Jack didn’t get the concept of a working dog, but he did have a job, which was keeping a pre-teen child company for a couple of hours each weekday afternoon—a child who came home on the school bus to an otherwise empty house. Jack-the-Dog was great at that. He didn’t like being alone, either.

“I was an only child, Skip was an only dog,” the great Willie Morris wrote in his book about his childhood pet. When we watched the movie based on that book, that line made Grace smile. She wasn’t an only child, but with her older siblings grown and gone, it sometimes felt that way. I don’t know if dogs go to heaven, but they can achieve a measure of immortality if their owner is a writer. I met Willie Morris once, and told him how much we liked “My Dog Skip.” He replied that he’d written a book about his cats, too.

The most famous American writer to pen a book about his dog is John Steinbeck. But “Travels With Charley” is not really about dogs, it’s about America. It’s a fine book, with many good lines. “A dog,” Steinbeck wrote, “is a bond between strangers. In establishing contact with strange people, Charley is an ambassador.”

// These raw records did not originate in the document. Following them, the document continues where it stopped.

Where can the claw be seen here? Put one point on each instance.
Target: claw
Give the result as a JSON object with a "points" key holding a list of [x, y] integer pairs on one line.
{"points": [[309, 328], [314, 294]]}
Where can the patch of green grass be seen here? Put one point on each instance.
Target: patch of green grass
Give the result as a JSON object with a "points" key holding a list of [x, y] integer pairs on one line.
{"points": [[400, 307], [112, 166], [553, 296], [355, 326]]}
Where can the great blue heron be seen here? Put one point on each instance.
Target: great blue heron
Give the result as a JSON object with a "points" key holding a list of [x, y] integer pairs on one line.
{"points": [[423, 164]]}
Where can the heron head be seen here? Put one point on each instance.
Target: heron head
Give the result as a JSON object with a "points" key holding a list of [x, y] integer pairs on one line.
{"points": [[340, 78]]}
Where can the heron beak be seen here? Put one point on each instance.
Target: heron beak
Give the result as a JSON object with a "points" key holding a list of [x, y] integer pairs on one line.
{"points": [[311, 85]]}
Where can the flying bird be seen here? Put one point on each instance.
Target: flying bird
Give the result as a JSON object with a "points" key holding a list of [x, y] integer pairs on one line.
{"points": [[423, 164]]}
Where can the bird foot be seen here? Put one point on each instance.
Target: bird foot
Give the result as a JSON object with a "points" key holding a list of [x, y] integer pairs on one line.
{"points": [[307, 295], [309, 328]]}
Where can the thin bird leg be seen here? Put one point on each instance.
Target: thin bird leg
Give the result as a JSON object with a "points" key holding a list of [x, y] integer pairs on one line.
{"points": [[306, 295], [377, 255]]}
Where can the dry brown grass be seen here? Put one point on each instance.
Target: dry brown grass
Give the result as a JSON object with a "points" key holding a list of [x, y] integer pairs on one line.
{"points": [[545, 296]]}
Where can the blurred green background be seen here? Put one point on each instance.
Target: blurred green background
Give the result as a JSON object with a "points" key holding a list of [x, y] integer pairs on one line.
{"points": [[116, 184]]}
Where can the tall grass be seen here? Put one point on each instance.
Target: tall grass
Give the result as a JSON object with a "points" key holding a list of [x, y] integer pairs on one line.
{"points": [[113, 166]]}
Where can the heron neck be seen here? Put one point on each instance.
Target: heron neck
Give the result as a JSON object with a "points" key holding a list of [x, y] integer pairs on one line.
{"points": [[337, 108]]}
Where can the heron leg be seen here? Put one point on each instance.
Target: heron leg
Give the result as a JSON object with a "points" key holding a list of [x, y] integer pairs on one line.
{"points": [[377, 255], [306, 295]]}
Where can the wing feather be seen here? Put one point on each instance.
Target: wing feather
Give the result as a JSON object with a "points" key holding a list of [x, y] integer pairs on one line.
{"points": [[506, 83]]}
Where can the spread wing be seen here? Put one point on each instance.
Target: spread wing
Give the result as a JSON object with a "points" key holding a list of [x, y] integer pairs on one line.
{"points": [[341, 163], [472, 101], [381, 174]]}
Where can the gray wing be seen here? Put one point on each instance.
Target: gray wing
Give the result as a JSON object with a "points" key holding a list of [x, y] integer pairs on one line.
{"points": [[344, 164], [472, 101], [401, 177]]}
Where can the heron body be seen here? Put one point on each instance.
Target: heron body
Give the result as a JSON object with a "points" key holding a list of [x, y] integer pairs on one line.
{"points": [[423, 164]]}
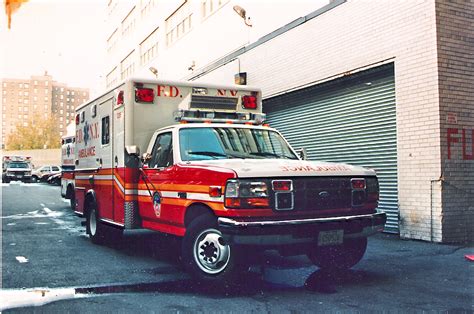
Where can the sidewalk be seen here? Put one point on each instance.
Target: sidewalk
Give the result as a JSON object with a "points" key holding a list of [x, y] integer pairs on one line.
{"points": [[395, 274]]}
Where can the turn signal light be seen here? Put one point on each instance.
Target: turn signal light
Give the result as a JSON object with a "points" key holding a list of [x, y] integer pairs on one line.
{"points": [[249, 102], [358, 184], [282, 185], [144, 95], [215, 191]]}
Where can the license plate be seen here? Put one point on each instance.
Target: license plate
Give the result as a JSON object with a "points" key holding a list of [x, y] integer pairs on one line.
{"points": [[333, 237]]}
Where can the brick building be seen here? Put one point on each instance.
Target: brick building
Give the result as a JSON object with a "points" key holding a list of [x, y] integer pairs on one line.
{"points": [[39, 96], [382, 84]]}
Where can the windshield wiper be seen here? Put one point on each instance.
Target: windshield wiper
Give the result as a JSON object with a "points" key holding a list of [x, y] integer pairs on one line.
{"points": [[206, 153], [269, 154]]}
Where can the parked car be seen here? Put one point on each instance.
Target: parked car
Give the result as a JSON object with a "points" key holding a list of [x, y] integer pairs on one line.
{"points": [[55, 179], [17, 171], [44, 172]]}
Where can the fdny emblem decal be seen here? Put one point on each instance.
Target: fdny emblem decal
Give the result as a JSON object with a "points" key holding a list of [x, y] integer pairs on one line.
{"points": [[157, 204]]}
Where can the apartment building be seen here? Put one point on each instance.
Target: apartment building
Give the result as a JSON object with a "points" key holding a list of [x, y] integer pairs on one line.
{"points": [[23, 100], [175, 37]]}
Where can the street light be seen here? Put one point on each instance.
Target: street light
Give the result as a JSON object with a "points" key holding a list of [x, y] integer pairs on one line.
{"points": [[241, 12], [154, 71]]}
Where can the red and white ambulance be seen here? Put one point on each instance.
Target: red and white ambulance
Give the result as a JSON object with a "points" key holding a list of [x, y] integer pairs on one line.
{"points": [[196, 161], [67, 168]]}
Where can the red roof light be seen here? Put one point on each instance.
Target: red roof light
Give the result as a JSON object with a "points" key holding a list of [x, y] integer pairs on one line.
{"points": [[145, 95], [249, 102]]}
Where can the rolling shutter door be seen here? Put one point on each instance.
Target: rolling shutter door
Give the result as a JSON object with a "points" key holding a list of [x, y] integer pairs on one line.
{"points": [[349, 120]]}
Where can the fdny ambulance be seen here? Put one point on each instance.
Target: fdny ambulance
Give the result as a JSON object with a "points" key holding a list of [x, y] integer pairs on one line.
{"points": [[197, 161], [67, 168]]}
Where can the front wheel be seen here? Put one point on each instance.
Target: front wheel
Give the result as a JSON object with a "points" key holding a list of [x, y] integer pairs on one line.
{"points": [[204, 252], [339, 257]]}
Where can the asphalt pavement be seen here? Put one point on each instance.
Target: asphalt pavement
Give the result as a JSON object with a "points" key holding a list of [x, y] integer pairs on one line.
{"points": [[50, 266]]}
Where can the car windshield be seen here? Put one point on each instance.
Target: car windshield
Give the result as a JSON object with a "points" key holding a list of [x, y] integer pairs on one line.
{"points": [[232, 142], [18, 165]]}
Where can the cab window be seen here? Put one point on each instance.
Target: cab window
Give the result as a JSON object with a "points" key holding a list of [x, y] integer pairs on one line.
{"points": [[162, 153]]}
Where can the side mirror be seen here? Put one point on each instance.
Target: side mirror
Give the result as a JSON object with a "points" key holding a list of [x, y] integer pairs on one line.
{"points": [[302, 153], [132, 150], [146, 158]]}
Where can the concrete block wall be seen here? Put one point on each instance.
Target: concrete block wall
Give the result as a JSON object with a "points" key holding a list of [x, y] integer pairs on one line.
{"points": [[455, 27], [357, 35]]}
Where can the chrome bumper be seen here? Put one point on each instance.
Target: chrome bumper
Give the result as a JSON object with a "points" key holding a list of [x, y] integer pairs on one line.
{"points": [[281, 232]]}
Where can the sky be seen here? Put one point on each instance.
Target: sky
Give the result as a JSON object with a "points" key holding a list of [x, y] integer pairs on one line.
{"points": [[67, 38], [63, 37]]}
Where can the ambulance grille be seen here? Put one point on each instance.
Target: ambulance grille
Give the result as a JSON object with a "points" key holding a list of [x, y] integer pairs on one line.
{"points": [[207, 102]]}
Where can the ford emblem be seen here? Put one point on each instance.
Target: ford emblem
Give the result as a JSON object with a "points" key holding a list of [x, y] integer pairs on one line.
{"points": [[324, 194]]}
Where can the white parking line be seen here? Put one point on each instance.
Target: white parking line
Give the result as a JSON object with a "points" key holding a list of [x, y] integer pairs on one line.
{"points": [[13, 298], [21, 259]]}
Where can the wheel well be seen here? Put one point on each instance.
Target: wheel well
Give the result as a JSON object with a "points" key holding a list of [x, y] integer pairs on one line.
{"points": [[69, 191], [196, 210], [88, 202]]}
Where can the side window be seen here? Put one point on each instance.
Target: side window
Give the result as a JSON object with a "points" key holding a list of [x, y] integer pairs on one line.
{"points": [[162, 153], [105, 130]]}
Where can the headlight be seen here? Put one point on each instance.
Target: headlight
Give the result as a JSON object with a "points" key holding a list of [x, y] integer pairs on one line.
{"points": [[246, 194]]}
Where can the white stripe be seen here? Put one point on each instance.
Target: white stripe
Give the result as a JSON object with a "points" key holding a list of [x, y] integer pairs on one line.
{"points": [[96, 177], [119, 184]]}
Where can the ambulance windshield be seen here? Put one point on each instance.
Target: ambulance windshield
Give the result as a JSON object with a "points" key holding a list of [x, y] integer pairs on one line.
{"points": [[232, 142]]}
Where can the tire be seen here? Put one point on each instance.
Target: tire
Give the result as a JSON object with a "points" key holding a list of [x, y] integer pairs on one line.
{"points": [[72, 198], [340, 257], [94, 228], [204, 254]]}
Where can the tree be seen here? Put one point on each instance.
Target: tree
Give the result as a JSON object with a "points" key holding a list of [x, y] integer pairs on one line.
{"points": [[40, 133]]}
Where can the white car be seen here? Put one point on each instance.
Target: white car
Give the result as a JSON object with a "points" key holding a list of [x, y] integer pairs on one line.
{"points": [[17, 171], [44, 172]]}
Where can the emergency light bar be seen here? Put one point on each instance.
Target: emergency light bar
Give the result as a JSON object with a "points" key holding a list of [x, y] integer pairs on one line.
{"points": [[219, 117]]}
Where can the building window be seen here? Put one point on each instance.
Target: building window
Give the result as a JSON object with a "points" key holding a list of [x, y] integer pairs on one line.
{"points": [[208, 7], [149, 48], [128, 23], [179, 23], [127, 66]]}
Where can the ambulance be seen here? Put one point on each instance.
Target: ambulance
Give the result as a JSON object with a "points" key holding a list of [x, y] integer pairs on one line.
{"points": [[197, 161], [67, 168]]}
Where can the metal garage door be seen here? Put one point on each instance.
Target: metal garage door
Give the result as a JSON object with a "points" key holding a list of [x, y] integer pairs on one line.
{"points": [[350, 120]]}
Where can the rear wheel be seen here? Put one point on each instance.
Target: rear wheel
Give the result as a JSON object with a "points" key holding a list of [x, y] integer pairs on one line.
{"points": [[339, 257], [94, 228], [204, 252], [72, 197]]}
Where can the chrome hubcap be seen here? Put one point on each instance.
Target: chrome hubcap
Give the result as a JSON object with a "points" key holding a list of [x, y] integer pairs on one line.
{"points": [[210, 251]]}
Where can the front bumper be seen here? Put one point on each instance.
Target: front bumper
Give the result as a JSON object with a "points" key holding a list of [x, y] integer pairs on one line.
{"points": [[283, 232]]}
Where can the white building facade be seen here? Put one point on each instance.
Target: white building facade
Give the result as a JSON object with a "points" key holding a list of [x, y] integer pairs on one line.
{"points": [[383, 84]]}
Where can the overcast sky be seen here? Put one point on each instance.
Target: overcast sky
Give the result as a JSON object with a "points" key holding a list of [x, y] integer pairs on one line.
{"points": [[66, 38], [63, 37]]}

My favorite dog-people book was written by an elegant sportswriter who’s been dead these last 35 years. He was also named Jack—Jack Murphy—and was so esteemed in San Diego, where he practiced his craft, that when he died they named the local stadium after him. It’s been changed to some corporate brand, but Jack Murphy’s statue is still there somewhere. He’s accompanied in that sculpture by his Labrador retriever, Abe of Spoon River.

Jack Murphy took that dog everywhere but the newsroom: hunting, fishing, even drinking. I worked with him for three years at the San Diego Union-Tribune. Jack was so courtly and kind that when he passed away in 1980, the young reporters were as stricken as those who’d known him for decades. His old pals tended to be less reverential about Abe of Spoon River, however.

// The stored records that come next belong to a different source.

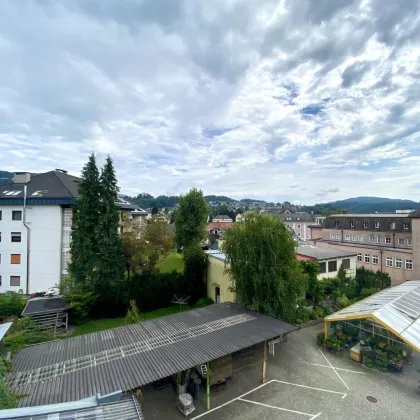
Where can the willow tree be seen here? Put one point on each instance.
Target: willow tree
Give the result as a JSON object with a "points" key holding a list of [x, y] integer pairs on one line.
{"points": [[262, 264]]}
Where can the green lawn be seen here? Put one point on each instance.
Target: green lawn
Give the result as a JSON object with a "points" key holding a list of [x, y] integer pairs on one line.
{"points": [[105, 324], [172, 262]]}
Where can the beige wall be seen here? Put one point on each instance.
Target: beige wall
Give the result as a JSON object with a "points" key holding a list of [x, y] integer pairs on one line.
{"points": [[398, 275], [217, 278], [351, 272], [415, 227]]}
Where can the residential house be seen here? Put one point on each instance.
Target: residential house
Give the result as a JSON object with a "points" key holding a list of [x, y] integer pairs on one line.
{"points": [[218, 282], [299, 222], [389, 242], [35, 229], [221, 218]]}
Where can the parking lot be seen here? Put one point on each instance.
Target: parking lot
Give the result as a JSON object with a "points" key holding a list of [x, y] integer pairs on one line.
{"points": [[304, 382]]}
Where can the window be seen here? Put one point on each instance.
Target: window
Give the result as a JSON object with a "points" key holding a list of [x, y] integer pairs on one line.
{"points": [[217, 294], [16, 215], [332, 266], [16, 237], [14, 280], [14, 258], [346, 263]]}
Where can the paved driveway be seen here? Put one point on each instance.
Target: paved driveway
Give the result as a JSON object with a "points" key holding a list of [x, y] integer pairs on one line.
{"points": [[305, 383]]}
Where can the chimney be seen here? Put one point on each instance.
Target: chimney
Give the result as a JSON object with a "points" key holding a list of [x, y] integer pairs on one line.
{"points": [[21, 177]]}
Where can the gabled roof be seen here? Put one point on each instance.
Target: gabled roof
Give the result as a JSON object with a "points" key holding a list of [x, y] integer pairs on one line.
{"points": [[53, 184], [396, 308]]}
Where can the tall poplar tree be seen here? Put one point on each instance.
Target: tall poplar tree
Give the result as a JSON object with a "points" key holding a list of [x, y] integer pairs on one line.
{"points": [[84, 245], [111, 261]]}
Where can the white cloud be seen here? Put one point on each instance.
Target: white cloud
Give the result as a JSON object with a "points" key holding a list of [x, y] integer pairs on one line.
{"points": [[279, 100]]}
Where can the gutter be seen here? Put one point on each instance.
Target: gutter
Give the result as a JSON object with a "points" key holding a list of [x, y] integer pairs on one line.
{"points": [[28, 238]]}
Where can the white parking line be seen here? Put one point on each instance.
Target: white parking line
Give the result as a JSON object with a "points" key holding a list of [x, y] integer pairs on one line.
{"points": [[241, 398], [330, 367], [311, 387], [334, 369], [281, 409]]}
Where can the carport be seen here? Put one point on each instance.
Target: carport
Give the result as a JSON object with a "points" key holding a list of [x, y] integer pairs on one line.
{"points": [[129, 357], [396, 309]]}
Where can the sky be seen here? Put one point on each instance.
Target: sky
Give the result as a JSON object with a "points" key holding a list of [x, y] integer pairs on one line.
{"points": [[300, 100]]}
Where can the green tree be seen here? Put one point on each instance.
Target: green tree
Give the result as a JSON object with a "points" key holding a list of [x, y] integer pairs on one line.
{"points": [[191, 218], [195, 266], [261, 261], [85, 244], [110, 261], [315, 287]]}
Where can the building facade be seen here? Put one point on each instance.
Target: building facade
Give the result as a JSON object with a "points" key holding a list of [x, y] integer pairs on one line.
{"points": [[381, 241], [35, 230], [299, 222]]}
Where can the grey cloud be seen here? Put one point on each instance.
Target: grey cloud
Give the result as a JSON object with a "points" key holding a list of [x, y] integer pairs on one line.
{"points": [[354, 73]]}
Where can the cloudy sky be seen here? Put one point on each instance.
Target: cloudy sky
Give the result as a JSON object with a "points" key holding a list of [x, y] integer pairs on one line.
{"points": [[302, 100]]}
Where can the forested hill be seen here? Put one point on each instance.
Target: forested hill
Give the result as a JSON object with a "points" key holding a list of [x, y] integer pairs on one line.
{"points": [[364, 205]]}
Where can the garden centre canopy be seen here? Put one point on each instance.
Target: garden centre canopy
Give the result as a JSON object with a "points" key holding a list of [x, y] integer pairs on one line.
{"points": [[396, 308]]}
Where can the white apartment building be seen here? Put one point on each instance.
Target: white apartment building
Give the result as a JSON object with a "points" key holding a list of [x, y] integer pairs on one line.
{"points": [[35, 230]]}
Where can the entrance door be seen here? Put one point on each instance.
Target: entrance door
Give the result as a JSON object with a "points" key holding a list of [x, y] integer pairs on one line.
{"points": [[217, 294]]}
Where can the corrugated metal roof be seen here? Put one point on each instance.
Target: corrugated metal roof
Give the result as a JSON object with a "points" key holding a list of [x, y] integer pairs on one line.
{"points": [[134, 355], [397, 308], [86, 409]]}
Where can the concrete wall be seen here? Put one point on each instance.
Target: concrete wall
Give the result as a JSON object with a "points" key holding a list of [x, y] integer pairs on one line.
{"points": [[45, 224], [217, 278]]}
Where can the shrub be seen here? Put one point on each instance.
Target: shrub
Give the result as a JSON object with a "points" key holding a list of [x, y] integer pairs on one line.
{"points": [[204, 302], [11, 306], [133, 314]]}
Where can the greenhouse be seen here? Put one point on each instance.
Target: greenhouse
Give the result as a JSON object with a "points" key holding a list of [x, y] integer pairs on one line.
{"points": [[381, 330]]}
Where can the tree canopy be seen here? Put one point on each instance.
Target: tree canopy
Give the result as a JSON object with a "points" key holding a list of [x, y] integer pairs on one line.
{"points": [[261, 261], [191, 218]]}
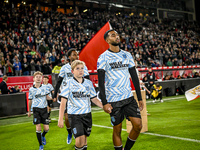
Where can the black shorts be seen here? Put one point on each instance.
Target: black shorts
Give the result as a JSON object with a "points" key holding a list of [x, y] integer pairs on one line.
{"points": [[80, 124], [40, 115], [50, 103], [124, 108]]}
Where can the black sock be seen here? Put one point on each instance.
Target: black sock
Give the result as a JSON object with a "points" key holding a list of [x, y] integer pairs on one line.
{"points": [[38, 133], [69, 130], [44, 133], [85, 147], [81, 148], [118, 147], [129, 144]]}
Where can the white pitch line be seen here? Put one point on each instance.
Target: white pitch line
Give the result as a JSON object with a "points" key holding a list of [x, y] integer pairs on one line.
{"points": [[167, 99], [154, 134]]}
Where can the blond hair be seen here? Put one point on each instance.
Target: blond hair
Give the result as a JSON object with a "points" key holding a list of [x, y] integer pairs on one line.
{"points": [[77, 62], [37, 73]]}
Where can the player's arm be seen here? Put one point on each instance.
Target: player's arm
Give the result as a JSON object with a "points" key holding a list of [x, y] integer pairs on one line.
{"points": [[136, 83], [29, 107], [61, 111], [60, 79], [97, 102]]}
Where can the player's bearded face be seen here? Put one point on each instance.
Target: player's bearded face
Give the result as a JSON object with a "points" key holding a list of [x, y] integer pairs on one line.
{"points": [[38, 79], [78, 71], [74, 56]]}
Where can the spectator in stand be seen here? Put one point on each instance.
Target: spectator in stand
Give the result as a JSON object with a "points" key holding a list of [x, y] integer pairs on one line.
{"points": [[196, 75], [183, 76], [53, 59], [3, 86], [42, 50], [171, 77], [178, 77], [189, 76], [30, 40], [9, 68], [25, 67], [18, 68], [2, 62]]}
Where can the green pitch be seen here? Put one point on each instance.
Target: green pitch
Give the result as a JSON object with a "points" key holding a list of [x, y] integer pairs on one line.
{"points": [[172, 125]]}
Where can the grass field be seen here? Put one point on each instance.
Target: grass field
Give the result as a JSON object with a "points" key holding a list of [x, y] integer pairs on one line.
{"points": [[172, 125]]}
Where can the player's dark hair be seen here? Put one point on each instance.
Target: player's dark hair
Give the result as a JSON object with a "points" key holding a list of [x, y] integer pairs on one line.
{"points": [[106, 34], [69, 52]]}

“That dog couldn’t find a skunk in a phone booth,” a former colleague of ours revealed. Abe of Spoon River died after being hit by a car at 13. In his eulogy, Murphy wrote, “Abe is everywhere in the house, but I can’t find him.”

Jack-the-Dog was once hit by a car, too, when I was walking him off-leash. The collision made a frightening thud, and the impact knocked him out of his collar. Stunned, he got up and ran home. Nine hundred dollars later, after an MRI (his) and a near-heart attack (mine), the vet couldn’t find a scratch on him. “He’s a tough little soldier,” she said after warning me about the leash. Jack smiled at that description—and rewarded us by living another nine years. He smiled a lot, actually, which is why his nickname was “Happy Jack.”

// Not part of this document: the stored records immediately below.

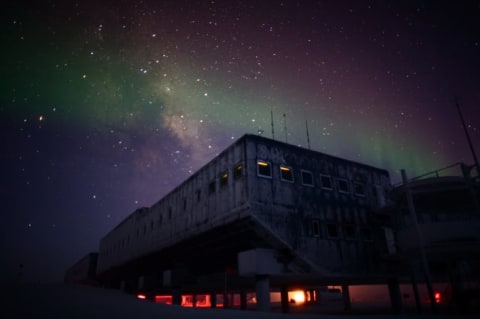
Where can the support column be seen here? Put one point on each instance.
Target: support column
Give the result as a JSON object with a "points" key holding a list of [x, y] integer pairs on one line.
{"points": [[395, 295], [416, 294], [176, 297], [213, 300], [284, 299], [347, 304], [243, 300], [262, 288]]}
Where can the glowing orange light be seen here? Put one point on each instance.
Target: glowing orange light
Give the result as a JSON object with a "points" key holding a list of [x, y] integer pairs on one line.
{"points": [[297, 295], [262, 163]]}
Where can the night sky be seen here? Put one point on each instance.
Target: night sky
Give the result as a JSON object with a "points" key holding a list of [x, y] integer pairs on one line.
{"points": [[105, 106]]}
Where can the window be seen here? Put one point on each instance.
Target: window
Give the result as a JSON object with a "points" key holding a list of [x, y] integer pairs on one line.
{"points": [[224, 179], [349, 231], [307, 178], [326, 181], [342, 185], [286, 174], [264, 169], [238, 171], [332, 230], [359, 189], [365, 233], [315, 228], [211, 187]]}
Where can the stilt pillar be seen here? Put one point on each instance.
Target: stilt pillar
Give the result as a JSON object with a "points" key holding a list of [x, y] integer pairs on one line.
{"points": [[395, 295], [347, 304], [262, 288]]}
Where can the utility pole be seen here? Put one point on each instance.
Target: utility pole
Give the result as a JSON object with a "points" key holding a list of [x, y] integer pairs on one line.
{"points": [[421, 248], [472, 149]]}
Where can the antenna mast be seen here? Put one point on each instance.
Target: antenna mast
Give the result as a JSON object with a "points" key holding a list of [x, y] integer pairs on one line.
{"points": [[271, 119], [308, 135]]}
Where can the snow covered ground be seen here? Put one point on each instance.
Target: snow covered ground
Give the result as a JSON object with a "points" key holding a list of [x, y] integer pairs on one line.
{"points": [[72, 301]]}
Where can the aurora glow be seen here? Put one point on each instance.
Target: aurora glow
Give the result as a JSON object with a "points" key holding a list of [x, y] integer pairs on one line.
{"points": [[135, 96]]}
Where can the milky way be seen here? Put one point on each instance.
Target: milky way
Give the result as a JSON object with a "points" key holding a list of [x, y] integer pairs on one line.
{"points": [[108, 105]]}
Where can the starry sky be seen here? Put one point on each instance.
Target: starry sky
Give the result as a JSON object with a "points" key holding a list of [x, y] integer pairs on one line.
{"points": [[105, 106]]}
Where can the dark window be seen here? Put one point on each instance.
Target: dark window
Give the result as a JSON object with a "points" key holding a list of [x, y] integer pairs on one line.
{"points": [[211, 187], [359, 189], [315, 228], [238, 171], [286, 173], [332, 230], [349, 231], [326, 181], [342, 185], [307, 178], [264, 169], [224, 179], [365, 234]]}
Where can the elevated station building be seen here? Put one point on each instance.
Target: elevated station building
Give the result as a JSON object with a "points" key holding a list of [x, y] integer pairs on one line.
{"points": [[267, 214]]}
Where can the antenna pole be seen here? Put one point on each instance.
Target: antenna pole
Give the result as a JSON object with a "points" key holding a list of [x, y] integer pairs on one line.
{"points": [[308, 135], [271, 119], [472, 149]]}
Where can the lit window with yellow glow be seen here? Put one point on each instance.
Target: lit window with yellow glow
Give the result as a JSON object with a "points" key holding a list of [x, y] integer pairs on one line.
{"points": [[307, 178], [264, 169], [237, 171], [224, 179], [286, 174]]}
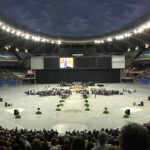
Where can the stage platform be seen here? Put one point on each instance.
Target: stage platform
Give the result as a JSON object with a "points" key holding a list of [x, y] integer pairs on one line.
{"points": [[73, 114]]}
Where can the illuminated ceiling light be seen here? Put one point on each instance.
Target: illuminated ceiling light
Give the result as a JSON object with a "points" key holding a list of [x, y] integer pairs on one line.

The car accident happened at Halloween time. Jack never saw the car coming. When it hit him he was looking at scary decorations in a neighbor’s yard that included “Nightmare on Elm Street” figures. He never did learn to be afraid of cars, but for years, men wearing hats unnerved him. In the end, what got our little guy was cancer, not a car. He went downhill fast. His last few days were tough ones. Jack-the-Dog is everywhere in this house. I just can’t find him.